GSA Annual Meeting in Seattle, Washington, USA - 2017

Paper No. 361-6
Presentation Time: 9:00 AM-6:30 PM

IMPENDING LOSS OF LITTLE ICE AGE GLACIERS IN YOSEMITE NATIONAL PARK


STOCK, Greg M., National Park Service, Yosemite National Park, El Portal, CA 95318, ANDERSON, Robert S., University of Colorado, Institute of Arctic and Alpine Research, Campus Box 450, Boulder, CO 80309, PAINTER, Thomas H., Jet Propulsion Laboratory/Caltech, 4800 Oak Grove Drive, Pasadena, CA 91109, HENN, Brian, Scripps Institution of Oceanography, University of California, San Diego, La Jolla, CA 92037 and LUNDQUIST, Jessica D., Civil and Environmental Engineering, University of Washington, Wilcox 165 Box 352700, Seattle, WA 98195, greg_stock@nps.gov

The high peaks of Yosemite National Park in the Sierra Nevada, California, retain several small (<1 km2) glaciers from the Little Ice Age.

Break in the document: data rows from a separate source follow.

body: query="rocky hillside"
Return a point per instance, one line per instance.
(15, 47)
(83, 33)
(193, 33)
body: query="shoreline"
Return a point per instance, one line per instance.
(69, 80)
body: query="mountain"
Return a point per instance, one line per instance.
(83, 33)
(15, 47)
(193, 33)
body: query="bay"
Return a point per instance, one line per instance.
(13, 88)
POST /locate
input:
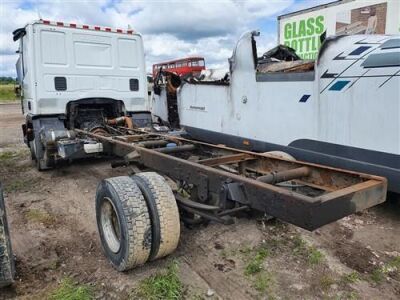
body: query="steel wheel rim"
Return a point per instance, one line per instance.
(110, 225)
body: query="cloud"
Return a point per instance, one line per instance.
(170, 29)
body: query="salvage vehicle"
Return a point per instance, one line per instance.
(78, 76)
(7, 267)
(175, 179)
(341, 110)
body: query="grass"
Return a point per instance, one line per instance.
(12, 158)
(164, 285)
(255, 264)
(312, 254)
(39, 216)
(70, 290)
(7, 93)
(326, 282)
(350, 278)
(390, 268)
(263, 282)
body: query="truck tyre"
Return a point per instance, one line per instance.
(123, 222)
(163, 212)
(7, 268)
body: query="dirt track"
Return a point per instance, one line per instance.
(54, 235)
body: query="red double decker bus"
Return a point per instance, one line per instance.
(190, 65)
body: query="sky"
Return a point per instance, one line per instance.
(170, 29)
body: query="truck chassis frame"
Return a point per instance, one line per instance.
(224, 181)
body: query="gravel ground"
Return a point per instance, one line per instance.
(54, 236)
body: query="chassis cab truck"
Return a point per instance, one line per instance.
(72, 76)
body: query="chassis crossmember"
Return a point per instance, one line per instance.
(224, 181)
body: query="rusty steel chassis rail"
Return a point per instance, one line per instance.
(341, 192)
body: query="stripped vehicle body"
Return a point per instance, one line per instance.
(341, 110)
(224, 180)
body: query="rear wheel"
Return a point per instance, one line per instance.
(163, 212)
(7, 268)
(123, 222)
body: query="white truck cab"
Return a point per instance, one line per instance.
(77, 76)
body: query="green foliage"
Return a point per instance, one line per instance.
(312, 254)
(263, 282)
(255, 264)
(326, 281)
(70, 290)
(7, 93)
(164, 285)
(350, 278)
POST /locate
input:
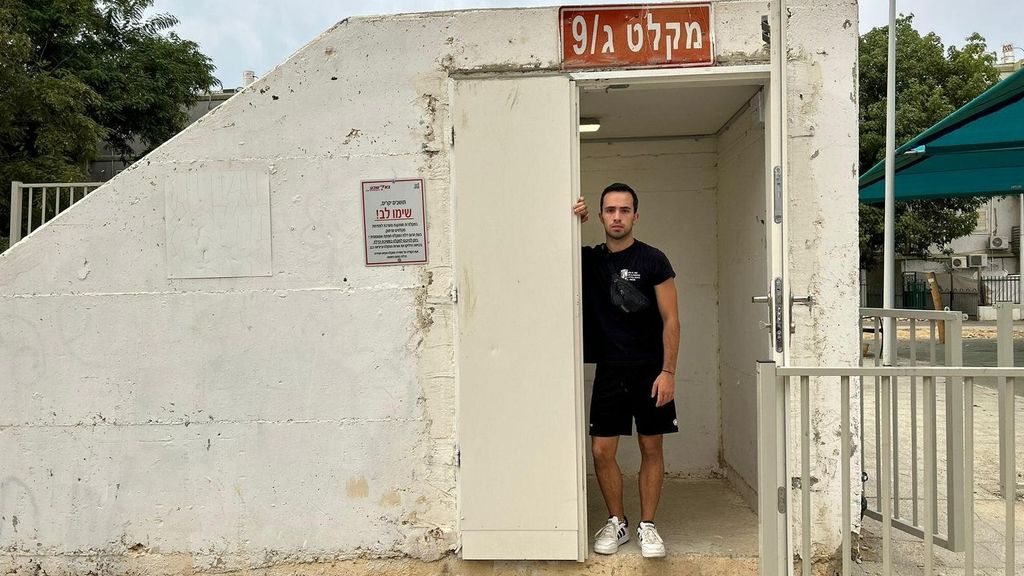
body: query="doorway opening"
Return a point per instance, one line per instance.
(695, 151)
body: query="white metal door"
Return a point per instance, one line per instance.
(518, 355)
(774, 491)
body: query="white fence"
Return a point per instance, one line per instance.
(944, 333)
(32, 205)
(774, 389)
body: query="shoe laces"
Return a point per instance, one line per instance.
(609, 530)
(648, 533)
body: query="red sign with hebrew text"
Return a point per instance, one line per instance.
(637, 36)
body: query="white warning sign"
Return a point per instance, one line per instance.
(394, 221)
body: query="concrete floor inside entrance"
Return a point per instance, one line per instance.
(704, 522)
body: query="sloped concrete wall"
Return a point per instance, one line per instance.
(308, 415)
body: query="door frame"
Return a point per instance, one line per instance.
(775, 238)
(763, 75)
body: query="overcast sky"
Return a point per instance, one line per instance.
(259, 34)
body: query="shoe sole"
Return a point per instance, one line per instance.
(611, 550)
(659, 553)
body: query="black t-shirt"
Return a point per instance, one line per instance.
(610, 335)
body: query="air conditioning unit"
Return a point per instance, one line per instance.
(998, 242)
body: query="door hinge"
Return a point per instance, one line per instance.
(777, 188)
(777, 305)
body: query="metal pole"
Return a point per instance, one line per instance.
(888, 288)
(15, 212)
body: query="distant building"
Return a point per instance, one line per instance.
(1009, 64)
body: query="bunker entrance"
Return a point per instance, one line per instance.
(695, 154)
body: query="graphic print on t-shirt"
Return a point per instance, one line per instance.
(628, 274)
(610, 335)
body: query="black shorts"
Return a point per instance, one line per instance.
(622, 394)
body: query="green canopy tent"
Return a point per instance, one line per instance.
(976, 151)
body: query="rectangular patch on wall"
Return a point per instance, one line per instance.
(217, 223)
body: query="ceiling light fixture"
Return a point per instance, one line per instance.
(590, 124)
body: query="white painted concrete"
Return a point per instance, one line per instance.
(822, 243)
(309, 414)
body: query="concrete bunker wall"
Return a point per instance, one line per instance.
(251, 420)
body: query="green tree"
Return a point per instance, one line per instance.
(76, 73)
(931, 83)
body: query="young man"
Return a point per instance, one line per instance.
(635, 347)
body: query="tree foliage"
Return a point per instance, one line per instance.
(931, 82)
(76, 73)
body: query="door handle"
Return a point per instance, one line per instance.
(807, 300)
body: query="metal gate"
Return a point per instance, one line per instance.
(775, 384)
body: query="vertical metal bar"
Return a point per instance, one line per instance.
(845, 466)
(806, 553)
(782, 415)
(885, 496)
(969, 476)
(878, 340)
(878, 440)
(1005, 358)
(15, 212)
(913, 424)
(1008, 428)
(771, 511)
(895, 430)
(32, 204)
(954, 436)
(931, 481)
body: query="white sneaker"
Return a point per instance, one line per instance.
(651, 544)
(610, 536)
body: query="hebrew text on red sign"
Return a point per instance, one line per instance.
(657, 35)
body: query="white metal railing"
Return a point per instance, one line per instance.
(945, 329)
(774, 384)
(32, 205)
(1005, 359)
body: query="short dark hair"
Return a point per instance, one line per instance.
(620, 187)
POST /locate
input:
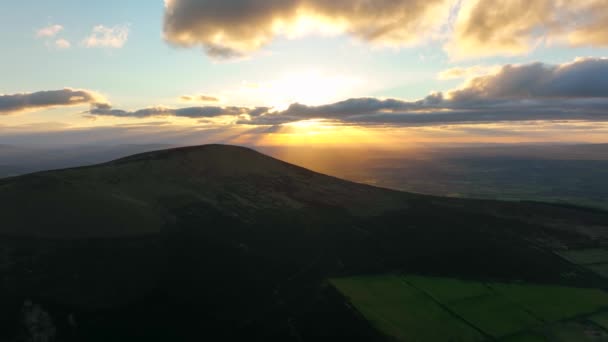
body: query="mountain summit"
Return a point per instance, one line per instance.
(222, 242)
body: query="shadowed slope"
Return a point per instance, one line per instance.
(134, 195)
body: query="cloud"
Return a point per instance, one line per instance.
(228, 29)
(515, 27)
(583, 78)
(188, 112)
(49, 31)
(467, 73)
(107, 37)
(570, 91)
(199, 98)
(44, 99)
(469, 28)
(62, 44)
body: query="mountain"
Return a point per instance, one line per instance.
(222, 242)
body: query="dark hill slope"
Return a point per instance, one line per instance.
(223, 243)
(135, 195)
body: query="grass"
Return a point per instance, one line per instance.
(600, 269)
(494, 314)
(525, 337)
(587, 256)
(402, 311)
(600, 319)
(446, 290)
(429, 308)
(552, 303)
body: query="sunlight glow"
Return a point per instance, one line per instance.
(310, 87)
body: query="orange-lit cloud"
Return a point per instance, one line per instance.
(515, 27)
(236, 28)
(199, 98)
(15, 103)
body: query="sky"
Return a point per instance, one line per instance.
(304, 72)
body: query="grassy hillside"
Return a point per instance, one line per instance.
(223, 242)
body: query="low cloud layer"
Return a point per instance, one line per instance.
(235, 28)
(228, 29)
(45, 99)
(571, 91)
(199, 98)
(189, 112)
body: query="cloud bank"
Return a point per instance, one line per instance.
(199, 98)
(189, 112)
(15, 103)
(571, 91)
(529, 92)
(514, 27)
(235, 28)
(228, 29)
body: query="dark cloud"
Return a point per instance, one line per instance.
(511, 27)
(234, 28)
(571, 91)
(188, 112)
(45, 99)
(584, 78)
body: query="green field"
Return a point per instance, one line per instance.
(594, 259)
(402, 311)
(411, 308)
(587, 256)
(552, 303)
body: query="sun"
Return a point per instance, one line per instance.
(307, 86)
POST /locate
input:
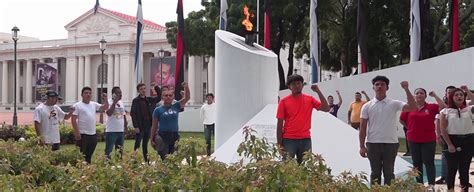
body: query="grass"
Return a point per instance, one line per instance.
(129, 144)
(403, 147)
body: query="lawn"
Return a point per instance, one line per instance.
(403, 147)
(128, 144)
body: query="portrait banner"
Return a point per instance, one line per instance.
(46, 79)
(162, 74)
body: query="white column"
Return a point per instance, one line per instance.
(4, 82)
(117, 70)
(87, 71)
(211, 74)
(110, 74)
(192, 78)
(71, 80)
(18, 83)
(80, 75)
(28, 87)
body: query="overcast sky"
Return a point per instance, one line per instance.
(45, 19)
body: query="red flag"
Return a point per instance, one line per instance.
(266, 38)
(454, 19)
(179, 72)
(362, 34)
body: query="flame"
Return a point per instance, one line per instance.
(246, 22)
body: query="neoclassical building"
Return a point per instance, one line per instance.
(79, 60)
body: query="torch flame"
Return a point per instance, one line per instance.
(246, 22)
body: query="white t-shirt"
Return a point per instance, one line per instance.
(208, 113)
(115, 122)
(459, 125)
(86, 116)
(382, 117)
(49, 118)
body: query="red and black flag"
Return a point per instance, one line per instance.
(362, 34)
(96, 6)
(454, 22)
(179, 72)
(266, 37)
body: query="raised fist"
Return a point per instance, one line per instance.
(404, 84)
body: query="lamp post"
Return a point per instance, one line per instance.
(102, 46)
(15, 39)
(206, 60)
(161, 54)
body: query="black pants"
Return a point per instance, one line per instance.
(423, 153)
(55, 147)
(144, 136)
(87, 146)
(169, 138)
(459, 160)
(382, 158)
(296, 147)
(208, 133)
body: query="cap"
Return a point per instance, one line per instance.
(51, 94)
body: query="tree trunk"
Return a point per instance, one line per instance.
(290, 57)
(276, 50)
(463, 19)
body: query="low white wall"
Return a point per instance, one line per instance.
(337, 142)
(431, 74)
(189, 120)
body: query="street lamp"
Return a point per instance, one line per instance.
(102, 46)
(206, 60)
(161, 54)
(15, 39)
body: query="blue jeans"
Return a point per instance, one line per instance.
(113, 139)
(144, 136)
(169, 138)
(208, 133)
(423, 154)
(382, 158)
(296, 147)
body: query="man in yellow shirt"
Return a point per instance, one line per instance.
(353, 116)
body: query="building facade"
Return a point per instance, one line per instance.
(79, 58)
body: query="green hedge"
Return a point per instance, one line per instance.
(25, 166)
(65, 130)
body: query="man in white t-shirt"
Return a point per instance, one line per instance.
(84, 120)
(47, 118)
(208, 115)
(378, 125)
(116, 123)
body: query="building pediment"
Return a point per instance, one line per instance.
(107, 21)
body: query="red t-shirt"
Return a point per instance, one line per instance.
(420, 124)
(296, 112)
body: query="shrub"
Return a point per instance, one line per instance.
(10, 132)
(25, 166)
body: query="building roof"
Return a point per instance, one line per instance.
(133, 20)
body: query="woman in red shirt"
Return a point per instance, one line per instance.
(421, 135)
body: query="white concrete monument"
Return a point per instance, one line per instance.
(246, 81)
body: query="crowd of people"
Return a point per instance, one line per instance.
(448, 122)
(154, 118)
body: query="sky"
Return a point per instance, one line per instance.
(45, 19)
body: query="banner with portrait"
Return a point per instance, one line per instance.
(46, 79)
(162, 74)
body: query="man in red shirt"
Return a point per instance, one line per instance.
(294, 118)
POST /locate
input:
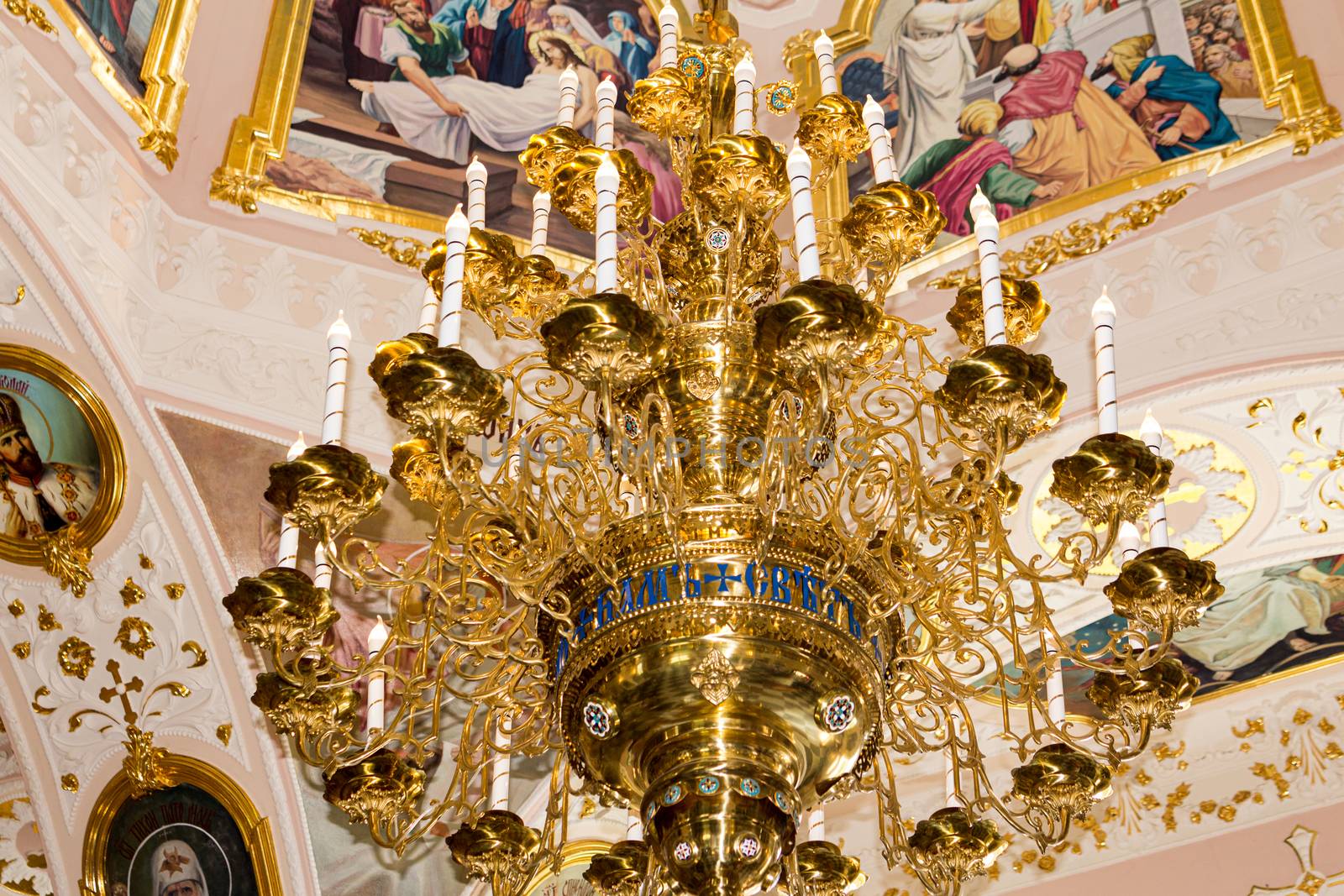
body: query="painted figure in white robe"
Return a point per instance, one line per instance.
(37, 497)
(1260, 610)
(443, 117)
(929, 63)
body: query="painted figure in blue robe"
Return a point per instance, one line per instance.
(625, 42)
(1175, 105)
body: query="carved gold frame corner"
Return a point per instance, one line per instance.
(159, 112)
(262, 134)
(112, 458)
(1287, 81)
(181, 770)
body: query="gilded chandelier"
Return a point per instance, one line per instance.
(745, 555)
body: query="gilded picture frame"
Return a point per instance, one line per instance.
(1287, 81)
(181, 770)
(47, 394)
(159, 112)
(261, 136)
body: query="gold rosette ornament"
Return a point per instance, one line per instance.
(1062, 779)
(952, 846)
(1025, 312)
(1153, 694)
(891, 224)
(832, 132)
(548, 152)
(739, 175)
(667, 103)
(1110, 474)
(281, 607)
(436, 389)
(1001, 391)
(816, 322)
(575, 188)
(376, 789)
(1163, 587)
(326, 490)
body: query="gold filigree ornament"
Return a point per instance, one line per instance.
(1149, 696)
(952, 846)
(1003, 394)
(66, 560)
(1164, 590)
(1062, 779)
(826, 871)
(716, 678)
(497, 848)
(1110, 476)
(280, 607)
(669, 103)
(76, 658)
(1025, 312)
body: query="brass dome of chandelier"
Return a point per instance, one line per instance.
(746, 550)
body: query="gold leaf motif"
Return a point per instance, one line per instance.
(76, 658)
(716, 678)
(131, 593)
(134, 637)
(46, 618)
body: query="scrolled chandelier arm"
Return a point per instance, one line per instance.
(716, 473)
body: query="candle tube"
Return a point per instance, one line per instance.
(605, 128)
(879, 141)
(375, 718)
(669, 36)
(608, 186)
(1158, 537)
(743, 102)
(1104, 354)
(826, 50)
(541, 222)
(991, 281)
(499, 782)
(1054, 684)
(338, 371)
(569, 97)
(804, 219)
(450, 309)
(288, 553)
(817, 824)
(476, 177)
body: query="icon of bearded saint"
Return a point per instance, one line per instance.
(176, 871)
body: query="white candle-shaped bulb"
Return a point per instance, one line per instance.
(743, 101)
(499, 782)
(454, 268)
(476, 177)
(288, 553)
(879, 141)
(1104, 352)
(604, 132)
(804, 221)
(826, 50)
(991, 281)
(1054, 684)
(375, 719)
(541, 222)
(608, 187)
(669, 36)
(338, 372)
(1152, 434)
(817, 824)
(569, 97)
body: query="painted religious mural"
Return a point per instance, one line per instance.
(1035, 100)
(396, 97)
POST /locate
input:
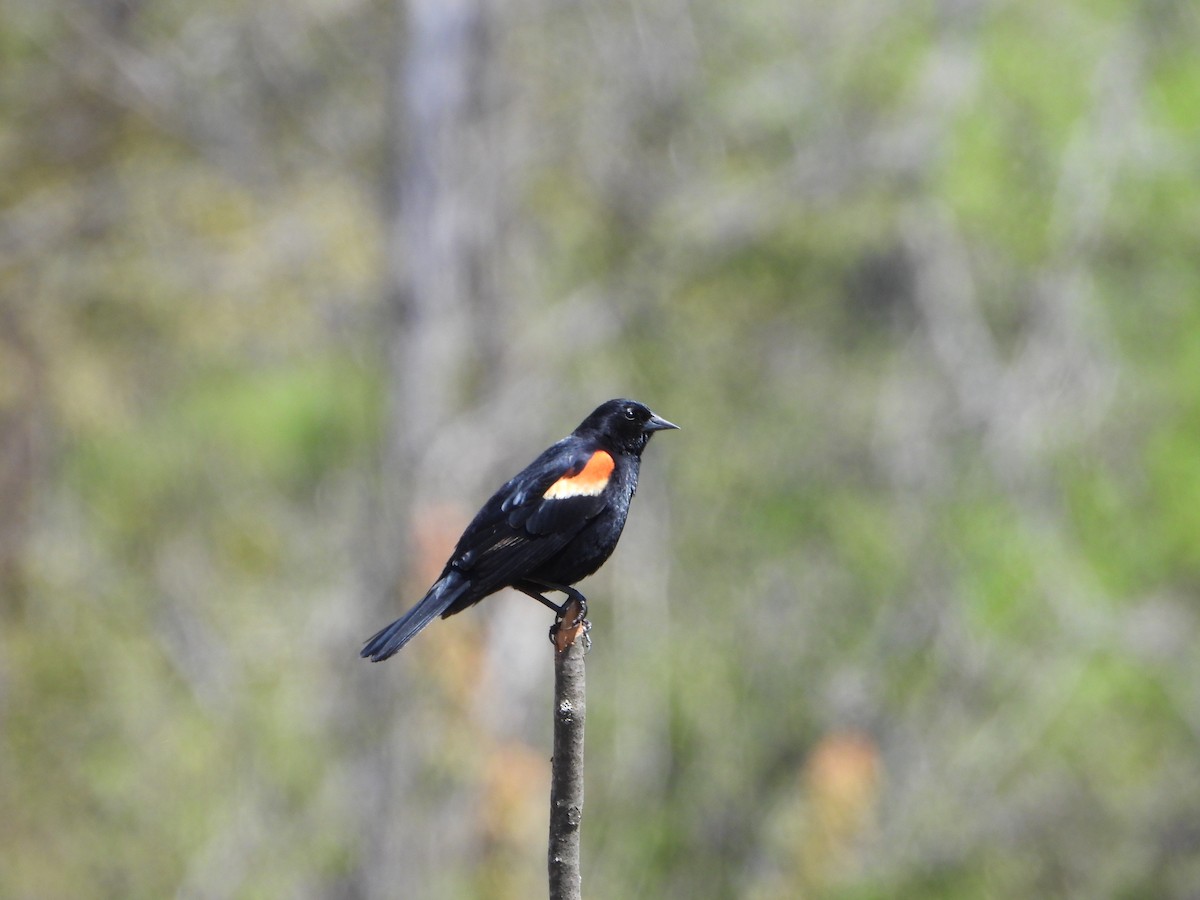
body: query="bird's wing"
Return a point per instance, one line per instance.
(535, 514)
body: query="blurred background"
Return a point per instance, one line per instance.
(909, 609)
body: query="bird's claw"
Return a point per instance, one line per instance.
(563, 634)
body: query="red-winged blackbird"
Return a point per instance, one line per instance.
(545, 529)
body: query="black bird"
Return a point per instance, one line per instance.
(545, 529)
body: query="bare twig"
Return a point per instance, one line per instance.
(567, 767)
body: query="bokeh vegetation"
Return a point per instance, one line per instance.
(910, 606)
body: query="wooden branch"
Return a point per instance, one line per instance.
(567, 767)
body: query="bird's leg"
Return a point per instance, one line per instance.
(534, 591)
(533, 587)
(529, 586)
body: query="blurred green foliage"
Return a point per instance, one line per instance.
(909, 607)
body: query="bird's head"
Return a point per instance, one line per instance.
(624, 424)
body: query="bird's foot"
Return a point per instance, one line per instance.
(571, 624)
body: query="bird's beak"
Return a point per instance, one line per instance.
(657, 423)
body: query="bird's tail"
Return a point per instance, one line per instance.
(385, 643)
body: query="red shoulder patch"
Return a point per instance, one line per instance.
(588, 481)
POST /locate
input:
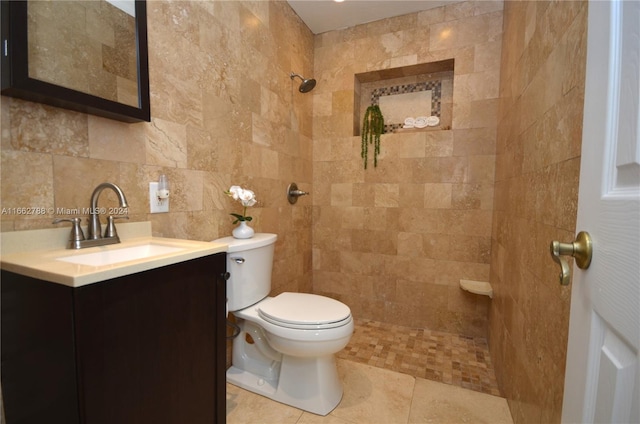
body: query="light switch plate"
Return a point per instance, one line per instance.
(156, 205)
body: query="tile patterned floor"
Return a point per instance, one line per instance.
(432, 355)
(376, 395)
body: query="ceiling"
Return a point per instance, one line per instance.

The largest of these, the Lyell and Maclure glaciers, have been the subject of detailed scientific study for nearly 150 years, allowing full accounting of changes since the end of the Little Ice Age. We repeated historical photographs, field surveys, and velocity measurements to document glacier response to climate change. Field surveys and remote sensing data indicate that glacier surface areas have diminished by 68-79% since 1883, with up to 16% of that loss occurring during the 2012-2015 California drought. Volume losses were even larger. Both glaciers have thinned by 25-35 m since 1933, with thinning up to 4 m/yr during the drought. The naturalist John Muir first measured the velocity of the Maclure Glacier in 1872, finding that the glacier moved about 2.6 cm/day during the late summer and early fall. We reproduced Muir’s measurements over the same time period in 2012, as well as over a longer four-year period (2009-2012), and found the glacier to be moving at the same rate that Muir measured, despite marked reductions in surface area and thickness. In contrast, the adjacent Lyell Glacier displayed virtually no movement over the same 2009-2012 period. Relative decreases in ice thickness and increases in ice surface slope affecting ice deformation likely explain the different flow behavior exhibited by the glaciers. Stream gauge data suggest that at times during the late summer and fall of the 2012-2015 drought glacier meltwater contributed nearly 90% of the baseflows of the upper Tuolumne River. If present trends continue, the Lyell and Maclure glaciers will likely disappear within decades, significantly reducing baseflows that maintain downstream ecosystems, and bringing to a close the rich history of scientific research on Yosemite’s glaciers.